The new national policy for financial inclusion by Mexico’s government could accelerate the country’s progress toward financial inclusion. While the goal of achieving 40% loan to GPD is challenging, the new policy, if promptly executed, could support credit for the private sector and bring lending to GDP closer to the government goal by 2018.
The level of financial intermediation increased to 33.5% in 2015 from 27.7% in 2012. Regardless of whether the 2018 target is achieved or not, Fitch views this policy positively, considering its potential contribution to sustainable medium-term loan growth prospects.
The policy will focus on six pillars, which include the development of financial infrastructure in unattended areas and the use of technological innovation, which in Fitch’s opinion are crucial to meeting the established objective.

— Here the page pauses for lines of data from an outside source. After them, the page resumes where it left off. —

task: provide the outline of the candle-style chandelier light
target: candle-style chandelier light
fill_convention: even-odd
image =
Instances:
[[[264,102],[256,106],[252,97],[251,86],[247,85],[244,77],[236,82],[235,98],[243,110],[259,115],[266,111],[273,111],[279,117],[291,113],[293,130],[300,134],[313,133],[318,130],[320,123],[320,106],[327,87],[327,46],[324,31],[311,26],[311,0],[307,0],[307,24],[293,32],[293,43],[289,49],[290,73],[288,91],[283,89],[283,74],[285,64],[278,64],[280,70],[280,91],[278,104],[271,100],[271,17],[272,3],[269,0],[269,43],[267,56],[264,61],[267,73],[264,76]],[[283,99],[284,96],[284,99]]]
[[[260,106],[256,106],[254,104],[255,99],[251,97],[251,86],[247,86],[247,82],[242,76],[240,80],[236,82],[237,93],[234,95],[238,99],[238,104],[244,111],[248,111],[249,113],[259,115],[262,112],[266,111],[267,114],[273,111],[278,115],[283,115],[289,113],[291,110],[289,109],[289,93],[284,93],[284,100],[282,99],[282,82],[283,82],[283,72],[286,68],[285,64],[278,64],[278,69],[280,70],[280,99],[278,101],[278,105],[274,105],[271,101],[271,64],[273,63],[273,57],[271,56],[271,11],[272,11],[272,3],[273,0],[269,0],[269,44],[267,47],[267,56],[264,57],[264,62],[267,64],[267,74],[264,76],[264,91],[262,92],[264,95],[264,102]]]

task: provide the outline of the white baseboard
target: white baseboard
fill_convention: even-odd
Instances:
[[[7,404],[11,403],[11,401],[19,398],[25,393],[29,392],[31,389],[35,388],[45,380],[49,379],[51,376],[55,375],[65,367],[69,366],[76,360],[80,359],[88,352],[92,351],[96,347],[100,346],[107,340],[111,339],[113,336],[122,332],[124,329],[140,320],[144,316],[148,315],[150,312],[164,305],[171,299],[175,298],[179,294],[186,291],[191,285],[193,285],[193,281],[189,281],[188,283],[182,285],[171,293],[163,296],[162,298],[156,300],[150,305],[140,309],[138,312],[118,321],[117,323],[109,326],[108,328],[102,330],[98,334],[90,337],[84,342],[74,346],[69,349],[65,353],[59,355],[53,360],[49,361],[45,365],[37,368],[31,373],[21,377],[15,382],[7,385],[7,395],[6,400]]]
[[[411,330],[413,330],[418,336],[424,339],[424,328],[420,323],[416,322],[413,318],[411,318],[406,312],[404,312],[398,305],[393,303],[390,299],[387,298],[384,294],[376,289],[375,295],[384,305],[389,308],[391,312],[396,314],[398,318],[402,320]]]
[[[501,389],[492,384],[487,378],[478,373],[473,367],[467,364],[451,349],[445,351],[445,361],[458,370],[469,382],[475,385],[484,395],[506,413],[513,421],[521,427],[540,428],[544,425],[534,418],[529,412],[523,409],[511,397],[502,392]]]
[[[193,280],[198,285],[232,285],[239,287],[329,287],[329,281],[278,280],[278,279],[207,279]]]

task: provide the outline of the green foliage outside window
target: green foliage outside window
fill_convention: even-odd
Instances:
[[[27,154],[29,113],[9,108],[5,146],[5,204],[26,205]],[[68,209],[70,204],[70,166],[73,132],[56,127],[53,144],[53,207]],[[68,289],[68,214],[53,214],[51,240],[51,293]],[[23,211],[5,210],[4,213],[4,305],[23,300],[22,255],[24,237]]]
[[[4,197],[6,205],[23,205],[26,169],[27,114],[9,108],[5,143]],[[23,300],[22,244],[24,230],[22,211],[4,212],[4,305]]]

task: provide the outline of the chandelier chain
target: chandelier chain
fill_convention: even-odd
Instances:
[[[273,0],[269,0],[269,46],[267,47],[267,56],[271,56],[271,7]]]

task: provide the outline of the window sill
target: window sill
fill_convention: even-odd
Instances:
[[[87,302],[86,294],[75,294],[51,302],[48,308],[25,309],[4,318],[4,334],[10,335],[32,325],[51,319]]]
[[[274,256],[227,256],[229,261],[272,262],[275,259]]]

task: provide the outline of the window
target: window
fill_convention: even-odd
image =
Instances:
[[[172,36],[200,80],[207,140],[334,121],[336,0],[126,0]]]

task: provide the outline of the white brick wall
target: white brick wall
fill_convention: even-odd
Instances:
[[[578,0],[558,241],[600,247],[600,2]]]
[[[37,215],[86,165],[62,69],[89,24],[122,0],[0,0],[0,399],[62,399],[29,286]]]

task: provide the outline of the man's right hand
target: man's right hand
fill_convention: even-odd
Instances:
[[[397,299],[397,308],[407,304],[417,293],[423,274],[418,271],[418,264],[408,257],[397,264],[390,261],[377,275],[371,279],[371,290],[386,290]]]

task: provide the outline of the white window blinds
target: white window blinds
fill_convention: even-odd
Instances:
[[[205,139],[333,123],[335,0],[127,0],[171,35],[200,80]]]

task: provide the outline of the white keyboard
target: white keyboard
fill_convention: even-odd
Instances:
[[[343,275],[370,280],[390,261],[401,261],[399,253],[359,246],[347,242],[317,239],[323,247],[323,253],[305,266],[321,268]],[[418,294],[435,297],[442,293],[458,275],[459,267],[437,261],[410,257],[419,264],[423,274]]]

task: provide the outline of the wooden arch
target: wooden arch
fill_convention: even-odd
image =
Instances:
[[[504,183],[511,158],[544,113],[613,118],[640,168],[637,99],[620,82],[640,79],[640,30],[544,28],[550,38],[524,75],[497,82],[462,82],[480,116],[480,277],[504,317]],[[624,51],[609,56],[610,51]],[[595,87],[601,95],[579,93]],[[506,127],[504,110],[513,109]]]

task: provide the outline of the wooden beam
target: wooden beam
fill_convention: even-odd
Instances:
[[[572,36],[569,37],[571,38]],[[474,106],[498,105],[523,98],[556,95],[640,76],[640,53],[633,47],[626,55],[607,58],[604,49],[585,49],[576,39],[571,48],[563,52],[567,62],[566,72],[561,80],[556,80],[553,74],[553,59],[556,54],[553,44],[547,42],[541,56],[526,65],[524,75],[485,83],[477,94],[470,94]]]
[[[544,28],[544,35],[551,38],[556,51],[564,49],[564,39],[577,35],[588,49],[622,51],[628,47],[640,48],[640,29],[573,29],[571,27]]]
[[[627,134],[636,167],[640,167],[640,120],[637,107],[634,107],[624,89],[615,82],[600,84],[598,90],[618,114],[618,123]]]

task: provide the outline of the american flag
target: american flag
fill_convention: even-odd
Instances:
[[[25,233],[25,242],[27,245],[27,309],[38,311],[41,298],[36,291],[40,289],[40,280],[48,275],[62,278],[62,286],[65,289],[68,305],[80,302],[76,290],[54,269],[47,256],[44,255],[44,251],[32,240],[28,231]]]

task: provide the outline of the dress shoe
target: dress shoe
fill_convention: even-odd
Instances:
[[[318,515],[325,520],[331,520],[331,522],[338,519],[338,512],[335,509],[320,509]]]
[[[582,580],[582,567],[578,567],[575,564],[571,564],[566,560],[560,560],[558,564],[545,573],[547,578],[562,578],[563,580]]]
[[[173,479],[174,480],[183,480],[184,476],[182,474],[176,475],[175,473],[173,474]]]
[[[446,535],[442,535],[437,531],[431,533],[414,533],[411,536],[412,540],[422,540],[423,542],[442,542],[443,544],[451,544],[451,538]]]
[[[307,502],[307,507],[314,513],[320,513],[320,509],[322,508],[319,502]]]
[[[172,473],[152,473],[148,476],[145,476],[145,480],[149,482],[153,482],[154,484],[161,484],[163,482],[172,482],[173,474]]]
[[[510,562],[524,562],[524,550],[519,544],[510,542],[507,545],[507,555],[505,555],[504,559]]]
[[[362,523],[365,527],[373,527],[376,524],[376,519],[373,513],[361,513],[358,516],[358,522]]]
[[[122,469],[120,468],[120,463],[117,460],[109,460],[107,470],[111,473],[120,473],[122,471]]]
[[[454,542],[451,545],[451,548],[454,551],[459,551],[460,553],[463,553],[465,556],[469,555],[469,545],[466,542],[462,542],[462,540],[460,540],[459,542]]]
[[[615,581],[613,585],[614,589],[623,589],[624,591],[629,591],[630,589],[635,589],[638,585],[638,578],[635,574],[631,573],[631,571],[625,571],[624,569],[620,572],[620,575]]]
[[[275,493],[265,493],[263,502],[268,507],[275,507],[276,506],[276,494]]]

The extension of financial services to low income segments of the population could increase through a wider use of the agent or correspondent model in which a financial institution offers its services through alliances with retail stores and other non-financial participants. This allows it to reach areas where it may be less cost effective to operate a formal branch. These alliances have become progressively more important to microfinance companies rated by Fitch.

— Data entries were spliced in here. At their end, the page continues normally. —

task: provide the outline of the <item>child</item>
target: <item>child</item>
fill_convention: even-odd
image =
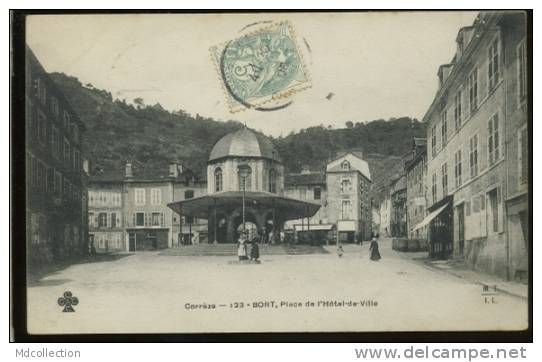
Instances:
[[[337,247],[337,255],[339,256],[339,258],[342,258],[343,254],[344,254],[343,246],[339,245]]]

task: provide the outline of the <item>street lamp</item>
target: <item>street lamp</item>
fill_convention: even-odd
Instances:
[[[237,168],[239,177],[241,178],[243,184],[243,234],[246,234],[246,225],[245,225],[245,188],[246,188],[246,179],[250,176],[251,168],[247,164],[239,165]]]

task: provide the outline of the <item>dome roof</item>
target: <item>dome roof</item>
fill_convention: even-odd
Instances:
[[[248,128],[228,133],[219,139],[209,155],[209,161],[232,156],[263,157],[282,162],[271,140]]]

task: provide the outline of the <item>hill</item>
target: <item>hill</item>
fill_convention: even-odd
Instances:
[[[130,159],[141,164],[165,165],[175,159],[204,177],[207,157],[214,143],[243,125],[233,120],[215,121],[183,110],[169,112],[160,104],[134,104],[113,99],[111,93],[83,85],[77,78],[51,73],[75,107],[87,131],[84,150],[92,164],[101,168],[122,167]],[[402,117],[367,123],[347,122],[346,128],[323,125],[273,138],[287,171],[303,166],[324,170],[337,153],[356,149],[369,162],[375,190],[389,182],[402,167],[401,156],[410,150],[413,137],[423,137],[425,125]]]

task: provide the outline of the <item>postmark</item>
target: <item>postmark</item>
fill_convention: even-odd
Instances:
[[[232,113],[283,109],[311,86],[289,21],[251,24],[210,52]]]

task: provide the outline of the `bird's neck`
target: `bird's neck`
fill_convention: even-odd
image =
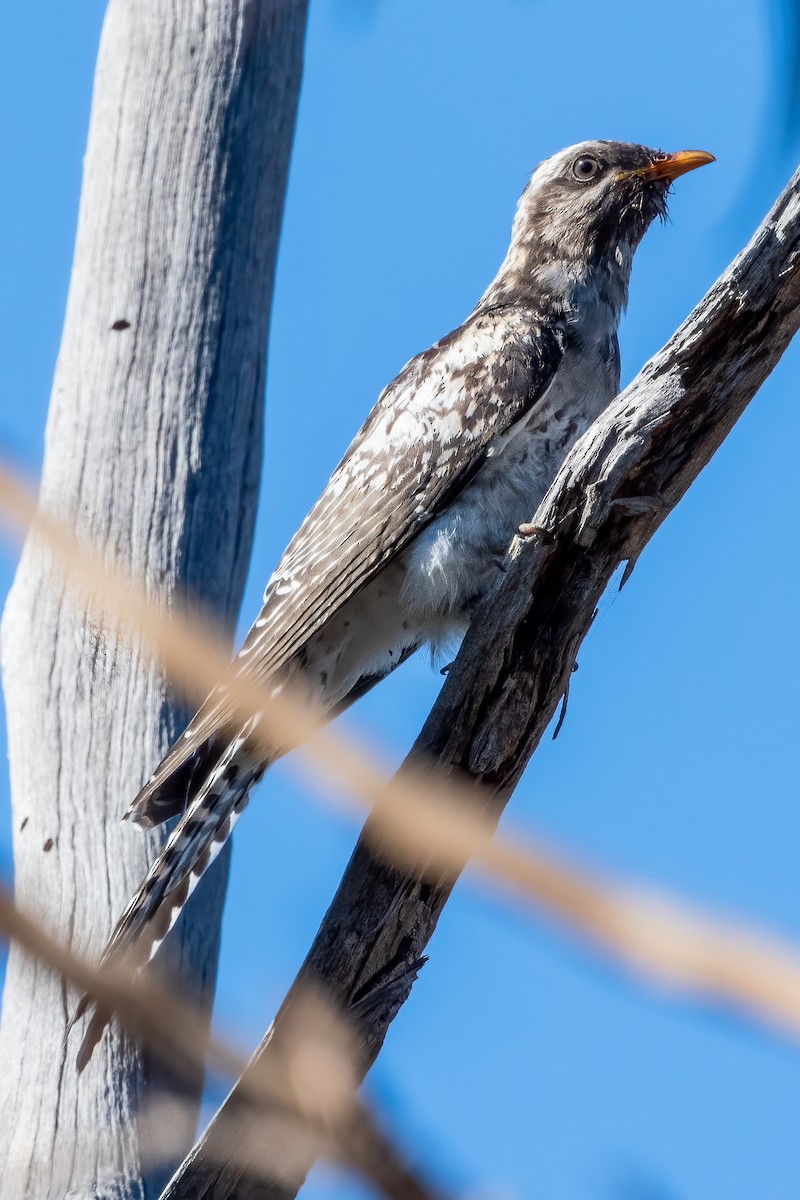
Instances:
[[[602,255],[569,254],[530,225],[515,222],[508,253],[478,307],[521,305],[568,322],[593,311],[616,329],[628,300],[632,260],[633,248],[623,241]]]

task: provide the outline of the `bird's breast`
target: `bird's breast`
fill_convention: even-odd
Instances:
[[[568,351],[534,408],[491,442],[470,483],[405,552],[402,599],[415,618],[449,616],[463,632],[577,438],[616,392],[607,347]]]

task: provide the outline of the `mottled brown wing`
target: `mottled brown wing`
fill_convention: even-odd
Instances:
[[[426,350],[382,393],[283,554],[237,656],[274,675],[462,487],[489,443],[544,395],[560,362],[560,331],[533,314],[478,313]],[[139,805],[235,717],[212,692]]]

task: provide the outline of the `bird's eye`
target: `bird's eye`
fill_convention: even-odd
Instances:
[[[588,183],[590,179],[596,179],[600,174],[600,163],[596,158],[589,158],[588,155],[581,155],[576,158],[572,164],[572,174],[581,183]]]

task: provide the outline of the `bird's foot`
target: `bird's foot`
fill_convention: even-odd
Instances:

They have increased their reliance on correspondents for the receipt of debt payments and for loan disbursement.
According to the local regulator, the Banking and Securities National Commission (CNBV for its acronym in Spanish), there were 2.81 correspondents in Mexico per every 10,000 adults as of September 2015, compared to 1.86 branches per every 10,000 adults. The correspondent figure was also highlighted in the financial reform since 2013. In Fitch’s opinion, this pillar seeks to boost the importance of this model, which has been partially underused by financial institutions.

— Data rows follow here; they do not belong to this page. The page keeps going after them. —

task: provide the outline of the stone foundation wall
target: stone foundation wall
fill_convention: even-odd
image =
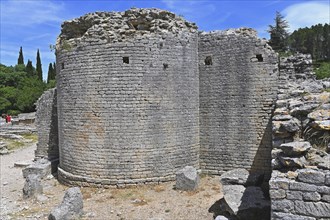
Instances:
[[[277,55],[251,29],[200,34],[201,169],[270,176]]]

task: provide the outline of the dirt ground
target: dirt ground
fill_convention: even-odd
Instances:
[[[22,168],[15,162],[32,161],[35,143],[9,155],[1,155],[0,219],[48,219],[52,208],[60,204],[65,190],[53,176],[43,180],[44,194],[24,200]],[[219,177],[204,176],[195,192],[173,189],[174,182],[128,189],[81,188],[84,215],[96,220],[212,220],[217,201],[222,198]]]

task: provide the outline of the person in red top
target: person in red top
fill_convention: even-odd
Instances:
[[[10,123],[11,122],[11,116],[10,115],[7,115],[6,116],[6,123]]]

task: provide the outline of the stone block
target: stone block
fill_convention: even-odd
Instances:
[[[290,187],[290,190],[299,190],[299,191],[303,191],[303,192],[317,191],[317,186],[308,184],[308,183],[291,182],[289,187]]]
[[[302,200],[303,192],[300,191],[287,191],[286,198],[290,200]]]
[[[35,174],[40,176],[40,178],[45,178],[49,174],[51,174],[51,171],[51,162],[46,159],[39,159],[22,170],[24,178],[26,178],[30,174]]]
[[[325,182],[325,174],[318,170],[301,169],[298,171],[298,180],[304,183],[322,185]]]
[[[295,141],[290,143],[281,144],[279,147],[286,156],[301,156],[311,149],[311,144],[307,141]]]
[[[41,185],[41,180],[38,175],[30,174],[25,178],[25,184],[23,187],[23,198],[28,199],[31,197],[36,197],[42,194],[43,187]]]
[[[316,220],[316,218],[301,216],[301,215],[293,215],[291,213],[283,213],[283,212],[272,212],[272,220]]]
[[[322,201],[330,203],[330,195],[323,195]]]
[[[284,189],[269,190],[269,195],[271,199],[284,199],[286,197]]]
[[[73,220],[83,214],[83,196],[78,187],[69,188],[62,203],[54,208],[48,216],[49,220]]]
[[[192,166],[186,166],[176,173],[175,188],[178,190],[196,190],[199,184],[197,170]]]
[[[234,169],[225,172],[220,176],[222,185],[244,185],[256,186],[261,184],[263,175],[258,173],[249,173],[246,169]]]
[[[290,213],[294,210],[294,203],[287,199],[272,200],[272,210]]]
[[[295,201],[294,207],[297,214],[316,217],[316,218],[330,217],[329,203]]]
[[[303,194],[303,199],[305,201],[317,202],[321,200],[321,195],[317,192],[306,192]]]
[[[289,184],[292,181],[286,178],[271,178],[269,181],[270,189],[289,189]]]

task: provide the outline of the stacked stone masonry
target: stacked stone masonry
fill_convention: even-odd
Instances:
[[[59,157],[56,89],[46,91],[37,101],[36,125],[38,144],[36,158]]]
[[[97,12],[63,23],[56,57],[60,181],[169,181],[187,165],[270,175],[277,55],[252,29]]]

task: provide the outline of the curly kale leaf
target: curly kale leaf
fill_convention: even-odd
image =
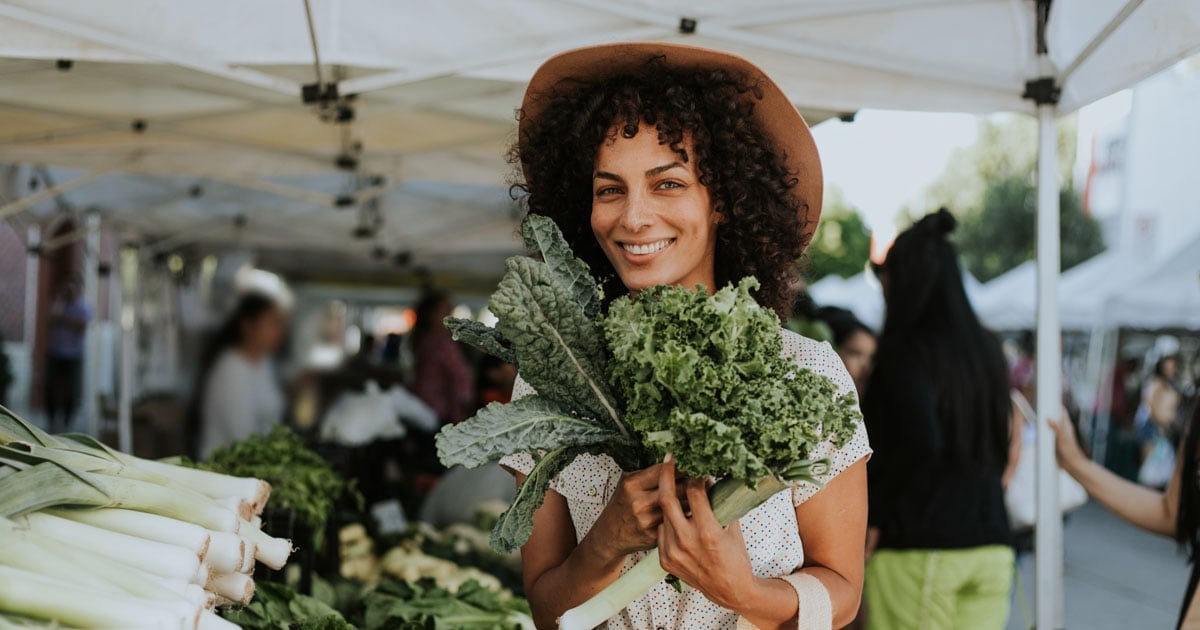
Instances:
[[[608,366],[625,419],[654,457],[673,453],[691,476],[809,474],[795,467],[819,443],[854,434],[853,398],[781,356],[779,319],[754,301],[757,286],[746,278],[712,296],[655,287],[609,307]]]
[[[552,400],[529,396],[492,403],[465,422],[447,425],[438,433],[437,449],[443,464],[474,468],[510,453],[622,441],[618,433],[576,418]]]

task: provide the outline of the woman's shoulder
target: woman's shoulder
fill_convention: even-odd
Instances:
[[[782,329],[781,334],[784,357],[792,359],[802,369],[830,378],[842,393],[854,391],[854,379],[828,341],[810,339],[786,328]]]

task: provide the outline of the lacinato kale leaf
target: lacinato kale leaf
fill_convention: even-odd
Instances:
[[[492,403],[469,422],[449,425],[437,436],[438,456],[447,466],[474,468],[517,452],[564,446],[617,444],[621,435],[598,422],[577,418],[545,396]],[[625,440],[629,446],[633,442]]]

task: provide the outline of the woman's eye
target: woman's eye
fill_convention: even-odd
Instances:
[[[669,190],[672,188],[683,188],[683,184],[680,184],[679,182],[674,182],[674,181],[666,181],[666,182],[659,184],[658,187],[660,189]]]
[[[619,194],[620,192],[621,192],[621,189],[617,188],[616,186],[605,186],[604,188],[601,188],[600,190],[596,191],[596,196],[604,197],[607,195]]]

Development banks continue to play an important role in achieving greater financial inclusion, as they will increase their product offering in dispersed locations and in segments less attended by banks such as SMEs, small agro-producers and low income individuals. Credit facilities, guarantees on credits and issuances and technical assistance provided by development banks to financial institutions are currently enhancing credit growth.
Fitch believes non-bank financial institutions (NBFIs) could continue to be effective in channelling resources from development banks in geographies and economic segments where commercial banks’ presence is low. Fitch estimates that almost half of the credit to the private sector is provided by NBFIs and that this could increase as a result of the recently announced policy.
The increased use of smartphones in the country could be used as leverage to reach dispersed rural or semi-urban areas through the offering of mobile financial services, which has proven to be attractive in other Latin American countries. The gradual increase in investment in Fintech by some rated NBFIs and banks is also proof of the potential of how technology could boost offerings of financial products in the future.
However, Fitch believes this is still in its early stages; even though some controlled testing is being executed by financial institutions, no massive or relevant loans are expected to be granted through these channels in the short term. Regulation and oversight of these operations may also be more costly and could slow down their expansion.
The new policy includes other pillars such as the development of a responsible financial culture, the establishment of consumer protection mechanisms, and the compilation and monitoring of data related to financial inclusion measurements.
In Fitch’s opinion, all of these pillars are necessary to complement the overall government’s strategy. However, some of them, such as the development of a financial culture, could only show relevant improvements over time and would require joint efforts and compromise from the government and financial market participants.